The Electoral Complaints Commission (ECC) said that the 48-hour filing period for challenges regarding decisions to disqualify candidates from running in the spring elections ended on Thursday night. The ECC is set to begin the hearing process in which challenges will be assessed and judged on Saturday, affording candidates who were judged ineligible the chance to get back in the race.
Objections to the dramatic cuts announced by the Independent Election Commission (IEC) on Tuesday, which saw 16 out of 26 Presidential candidates and nearly 400 out of 3,000 Provincial Council contenders disqualified, were a major theme over the course of that past week. Angered candidates and election activist groups alike were up-in-arms about the IEC's decisions and the process by which they were made.
The uproar seemed to indicate that ECC would have its hands full when it came to the hearing process for challenges. And ECC officials had said on Wednesday that the IEC's three-day delay in announcing the preliminary list of candidates would likely affect their work and result in a chain of further delays.
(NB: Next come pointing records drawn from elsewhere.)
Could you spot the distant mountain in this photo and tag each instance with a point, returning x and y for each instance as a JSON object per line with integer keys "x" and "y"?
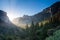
{"x": 44, "y": 15}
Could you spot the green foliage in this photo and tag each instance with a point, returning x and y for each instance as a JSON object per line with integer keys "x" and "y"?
{"x": 56, "y": 36}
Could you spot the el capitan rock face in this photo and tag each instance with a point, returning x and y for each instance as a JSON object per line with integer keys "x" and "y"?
{"x": 44, "y": 15}
{"x": 4, "y": 17}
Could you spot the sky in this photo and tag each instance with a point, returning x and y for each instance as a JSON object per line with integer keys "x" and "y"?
{"x": 18, "y": 8}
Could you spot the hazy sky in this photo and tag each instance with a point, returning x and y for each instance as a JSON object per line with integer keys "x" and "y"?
{"x": 16, "y": 8}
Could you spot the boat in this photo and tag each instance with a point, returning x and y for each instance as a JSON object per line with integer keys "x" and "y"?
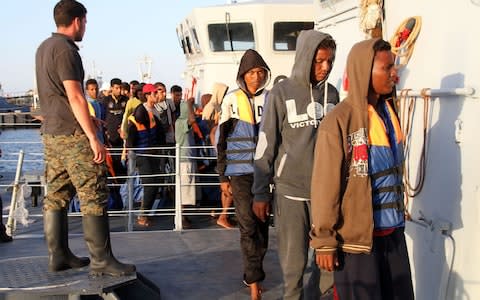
{"x": 436, "y": 46}
{"x": 438, "y": 104}
{"x": 214, "y": 38}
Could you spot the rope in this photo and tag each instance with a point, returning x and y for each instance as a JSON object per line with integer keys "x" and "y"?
{"x": 407, "y": 110}
{"x": 371, "y": 16}
{"x": 403, "y": 50}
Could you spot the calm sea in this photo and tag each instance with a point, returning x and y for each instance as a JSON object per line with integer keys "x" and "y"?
{"x": 14, "y": 140}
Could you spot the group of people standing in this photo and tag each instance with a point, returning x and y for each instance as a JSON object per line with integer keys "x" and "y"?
{"x": 329, "y": 171}
{"x": 330, "y": 174}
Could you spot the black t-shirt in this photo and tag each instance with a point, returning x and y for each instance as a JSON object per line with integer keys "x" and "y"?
{"x": 57, "y": 60}
{"x": 114, "y": 109}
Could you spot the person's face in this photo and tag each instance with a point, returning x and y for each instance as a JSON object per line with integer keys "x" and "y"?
{"x": 161, "y": 93}
{"x": 321, "y": 65}
{"x": 176, "y": 97}
{"x": 254, "y": 79}
{"x": 125, "y": 92}
{"x": 152, "y": 97}
{"x": 384, "y": 73}
{"x": 92, "y": 91}
{"x": 81, "y": 24}
{"x": 116, "y": 90}
{"x": 133, "y": 89}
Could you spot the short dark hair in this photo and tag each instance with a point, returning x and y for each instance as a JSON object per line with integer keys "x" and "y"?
{"x": 126, "y": 86}
{"x": 91, "y": 81}
{"x": 328, "y": 43}
{"x": 66, "y": 11}
{"x": 381, "y": 45}
{"x": 115, "y": 81}
{"x": 175, "y": 89}
{"x": 157, "y": 84}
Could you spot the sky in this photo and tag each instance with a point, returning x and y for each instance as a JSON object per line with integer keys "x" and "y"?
{"x": 119, "y": 35}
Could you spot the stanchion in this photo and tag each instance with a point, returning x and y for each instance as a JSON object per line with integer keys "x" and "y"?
{"x": 130, "y": 181}
{"x": 13, "y": 203}
{"x": 178, "y": 192}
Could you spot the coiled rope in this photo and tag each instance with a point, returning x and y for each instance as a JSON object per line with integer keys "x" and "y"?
{"x": 404, "y": 50}
{"x": 407, "y": 109}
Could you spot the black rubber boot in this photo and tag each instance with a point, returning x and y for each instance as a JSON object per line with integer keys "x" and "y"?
{"x": 55, "y": 224}
{"x": 4, "y": 237}
{"x": 97, "y": 236}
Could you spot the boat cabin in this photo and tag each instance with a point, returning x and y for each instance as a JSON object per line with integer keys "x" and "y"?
{"x": 214, "y": 39}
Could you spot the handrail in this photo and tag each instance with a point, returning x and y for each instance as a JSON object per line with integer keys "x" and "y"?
{"x": 442, "y": 92}
{"x": 177, "y": 211}
{"x": 338, "y": 14}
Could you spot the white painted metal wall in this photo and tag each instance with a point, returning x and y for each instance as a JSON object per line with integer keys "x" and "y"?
{"x": 443, "y": 238}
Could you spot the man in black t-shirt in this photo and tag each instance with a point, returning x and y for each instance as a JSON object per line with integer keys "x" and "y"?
{"x": 74, "y": 157}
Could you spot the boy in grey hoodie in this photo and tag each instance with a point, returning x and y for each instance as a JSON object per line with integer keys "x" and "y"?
{"x": 284, "y": 156}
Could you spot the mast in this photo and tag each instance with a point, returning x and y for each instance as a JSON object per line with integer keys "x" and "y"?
{"x": 145, "y": 69}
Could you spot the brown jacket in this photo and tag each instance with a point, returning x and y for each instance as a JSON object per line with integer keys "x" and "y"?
{"x": 342, "y": 213}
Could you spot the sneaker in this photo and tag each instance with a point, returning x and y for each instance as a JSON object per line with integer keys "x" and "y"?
{"x": 186, "y": 222}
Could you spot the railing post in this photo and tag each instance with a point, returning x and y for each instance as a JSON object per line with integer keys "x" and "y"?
{"x": 130, "y": 170}
{"x": 13, "y": 203}
{"x": 178, "y": 191}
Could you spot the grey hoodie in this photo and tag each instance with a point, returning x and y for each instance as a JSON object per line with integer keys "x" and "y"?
{"x": 284, "y": 153}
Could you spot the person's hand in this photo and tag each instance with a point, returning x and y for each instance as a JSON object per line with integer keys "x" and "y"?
{"x": 98, "y": 151}
{"x": 226, "y": 188}
{"x": 261, "y": 210}
{"x": 327, "y": 262}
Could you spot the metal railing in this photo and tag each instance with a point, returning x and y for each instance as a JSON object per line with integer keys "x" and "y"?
{"x": 174, "y": 181}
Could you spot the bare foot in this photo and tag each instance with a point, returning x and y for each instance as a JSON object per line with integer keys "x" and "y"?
{"x": 256, "y": 291}
{"x": 223, "y": 221}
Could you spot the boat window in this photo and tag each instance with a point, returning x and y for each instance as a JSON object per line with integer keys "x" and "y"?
{"x": 195, "y": 40}
{"x": 189, "y": 45}
{"x": 180, "y": 40}
{"x": 238, "y": 38}
{"x": 285, "y": 34}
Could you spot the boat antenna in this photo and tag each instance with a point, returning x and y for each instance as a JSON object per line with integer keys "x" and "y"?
{"x": 227, "y": 23}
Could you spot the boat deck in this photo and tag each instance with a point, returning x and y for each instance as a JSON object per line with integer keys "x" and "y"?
{"x": 203, "y": 262}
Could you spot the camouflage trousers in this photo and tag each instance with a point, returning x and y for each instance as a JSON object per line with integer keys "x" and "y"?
{"x": 69, "y": 169}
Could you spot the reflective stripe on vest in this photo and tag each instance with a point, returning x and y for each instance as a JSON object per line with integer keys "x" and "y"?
{"x": 147, "y": 137}
{"x": 241, "y": 142}
{"x": 385, "y": 167}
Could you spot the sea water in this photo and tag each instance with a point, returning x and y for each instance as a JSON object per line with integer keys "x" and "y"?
{"x": 12, "y": 141}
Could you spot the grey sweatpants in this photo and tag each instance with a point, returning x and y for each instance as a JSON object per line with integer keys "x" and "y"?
{"x": 301, "y": 276}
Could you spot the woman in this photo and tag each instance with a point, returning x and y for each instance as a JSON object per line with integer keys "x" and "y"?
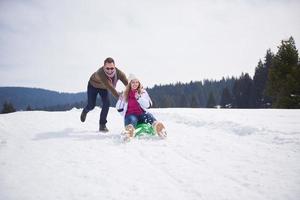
{"x": 134, "y": 105}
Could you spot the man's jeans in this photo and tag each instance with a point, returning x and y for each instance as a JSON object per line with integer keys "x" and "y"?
{"x": 92, "y": 93}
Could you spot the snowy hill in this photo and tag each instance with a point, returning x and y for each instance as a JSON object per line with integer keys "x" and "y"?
{"x": 209, "y": 154}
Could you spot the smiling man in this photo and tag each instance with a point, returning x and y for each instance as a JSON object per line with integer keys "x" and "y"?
{"x": 103, "y": 80}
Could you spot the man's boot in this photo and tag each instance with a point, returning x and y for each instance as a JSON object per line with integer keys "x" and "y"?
{"x": 103, "y": 128}
{"x": 83, "y": 116}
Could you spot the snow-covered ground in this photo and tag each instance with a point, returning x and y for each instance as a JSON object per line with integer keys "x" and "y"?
{"x": 209, "y": 154}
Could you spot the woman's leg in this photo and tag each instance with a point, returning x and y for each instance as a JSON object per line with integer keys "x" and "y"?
{"x": 131, "y": 119}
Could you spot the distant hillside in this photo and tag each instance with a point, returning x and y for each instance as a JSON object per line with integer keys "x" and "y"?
{"x": 22, "y": 97}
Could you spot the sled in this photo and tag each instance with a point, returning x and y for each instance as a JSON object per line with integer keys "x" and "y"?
{"x": 144, "y": 129}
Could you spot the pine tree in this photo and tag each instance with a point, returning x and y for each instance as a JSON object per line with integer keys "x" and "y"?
{"x": 242, "y": 91}
{"x": 211, "y": 102}
{"x": 284, "y": 81}
{"x": 226, "y": 98}
{"x": 8, "y": 108}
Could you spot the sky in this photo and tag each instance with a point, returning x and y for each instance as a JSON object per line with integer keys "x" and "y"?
{"x": 57, "y": 45}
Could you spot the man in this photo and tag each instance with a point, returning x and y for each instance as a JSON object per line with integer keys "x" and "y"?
{"x": 103, "y": 80}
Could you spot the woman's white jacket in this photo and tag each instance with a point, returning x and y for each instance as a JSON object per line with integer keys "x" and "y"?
{"x": 144, "y": 101}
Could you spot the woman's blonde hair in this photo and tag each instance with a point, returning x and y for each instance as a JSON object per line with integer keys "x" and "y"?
{"x": 128, "y": 88}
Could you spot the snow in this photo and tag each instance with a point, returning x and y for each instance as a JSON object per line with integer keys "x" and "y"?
{"x": 209, "y": 154}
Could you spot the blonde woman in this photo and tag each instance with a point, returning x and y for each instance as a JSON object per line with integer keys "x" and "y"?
{"x": 133, "y": 106}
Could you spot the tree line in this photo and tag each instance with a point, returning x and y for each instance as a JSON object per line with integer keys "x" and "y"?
{"x": 275, "y": 84}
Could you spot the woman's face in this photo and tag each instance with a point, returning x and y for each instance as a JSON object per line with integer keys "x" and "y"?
{"x": 134, "y": 84}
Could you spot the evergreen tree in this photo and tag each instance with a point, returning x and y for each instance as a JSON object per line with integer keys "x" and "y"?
{"x": 242, "y": 91}
{"x": 8, "y": 108}
{"x": 211, "y": 102}
{"x": 284, "y": 76}
{"x": 259, "y": 99}
{"x": 226, "y": 98}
According to Nadir Mohseni, the spokesman of the ECC, the hearing period for challenges would last twenty days. He added that the process would be conducted transparently and under the supervision of Afghan and foreign observers from a host of organizations.
"According to the law, national and international observers along with civil society institutions, media and representatives of political parties are allowed to monitor the hearing process," said Mohseni.
His comments came after officials from the Free and Fair Election Foundation of Afghanistan (FEFA) criticized the IEC for conducting the vetting process that yielded Tuesday's controversial list behind closed doors, without any third-party observers.
On Friday, IEC officials also announced that the window for Presidential candidates to step down and dedicate their votes to another candidate would close on November 11.
"Based on the timetable, the candidates may quit the presidential race until November 11," said IEC Secretariat Chief Zia-Ul-Haq Amarkhail. "If they withdraw from the election process after that date, their names will remain on the list and their votes will not be counted toward votes of the candidate in favor of whom they resigned."
In previous elections, problems have arisen around candidates making deals with each other up to just days before the vote where some have their names listed on the ballot but then simply order all votes for them to be transferred to the total counted for another candidate. The new deadline months ahead of the election is intended to avoid such tactics this time around.
The ECC also announced that it has received a total of 474 complaints against candidates who made the preliminary list on Tuesday. Eighteen complaints were filed against Presidential candidates.
The final list of candidates is scheduled to be announced by the IEC on November 16.